There's no reason to press the power button...
The remote is going to send the power on/off command when you hit channel up. You can hit other keys (like volume and mute) to see if they work as they're supposed to.


----------



## Brannayen (Sep 8, 2008)

You do still have to hit the number 1 a second time, though.


----------



## jjfeo (Dec 9, 2009)

I have a Curtis International LCD2425A and the Sony code 10505 works. I hope this helps (11 months later).


----------



## sim (Oct 25, 2010)

jjfeo said:


> I have a Curtis International LCD2425A and the Sony code 10505 works. I hope this helps (11 months later).

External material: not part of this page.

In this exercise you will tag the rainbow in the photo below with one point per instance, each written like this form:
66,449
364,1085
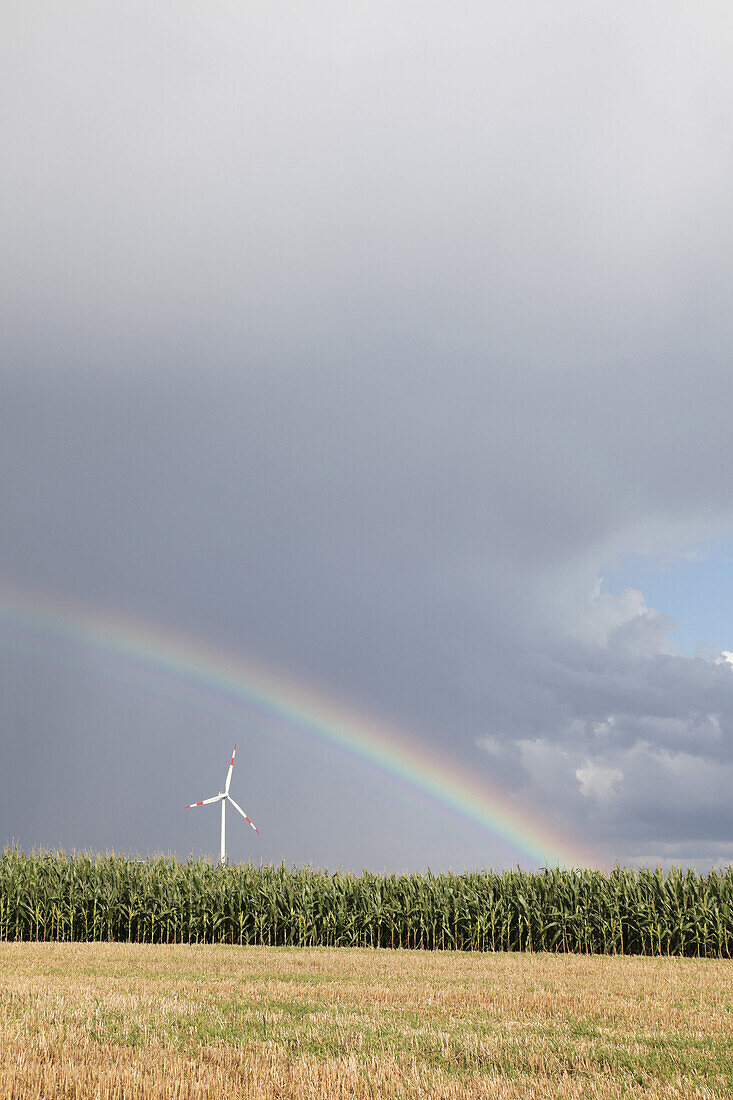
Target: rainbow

I knew it took a while to scan through remote codes, but I had no idea it takes that long! :lol:


----------



## Newshawk (Sep 3, 2004)

sim said:


> I knew it took a while to scan through remote codes, but I had no idea it takes that long! :lol:


Everybody and their kid brother are making TVs these days, y'know.


----------



## jjfeo (Dec 9, 2009)

sim said:


> I knew it took a while to scan through remote codes, but I had no idea it takes that long! :lol:


The wife was really pissed!!! LOL Although, she's ok with it now that the remote control works! :grin:


----------



## msjmurphy (Jan 27, 2013)

JoeF said:


> We got a "cheapo" Curtis (not Curtis Mathes) TV for our kitchen and I can't find the remote code for the D* remote. I tried codes for some likely suspects but had no luck. Any suggestions?


I have a Cutis 19" LED HD - and remote code 10000 worked for me - it allows me to turn the tv on when the RC65 is in the "TV" mode - when switched to the "DirecTV" mode, I can adjust the volume and turn BOTH the box and the TV off at the same time... Hope this helps.


----------



## skinsfan88 (May 1, 2016)

jjfeo said:


> I have a Curtis International LCD2425A and the Sony code 10505 works. I hope this helps (11 months later).


Worked for me on a Curtis LCD3227A. My 2 year old lost the original remote. Thanks you are a life saver!


----------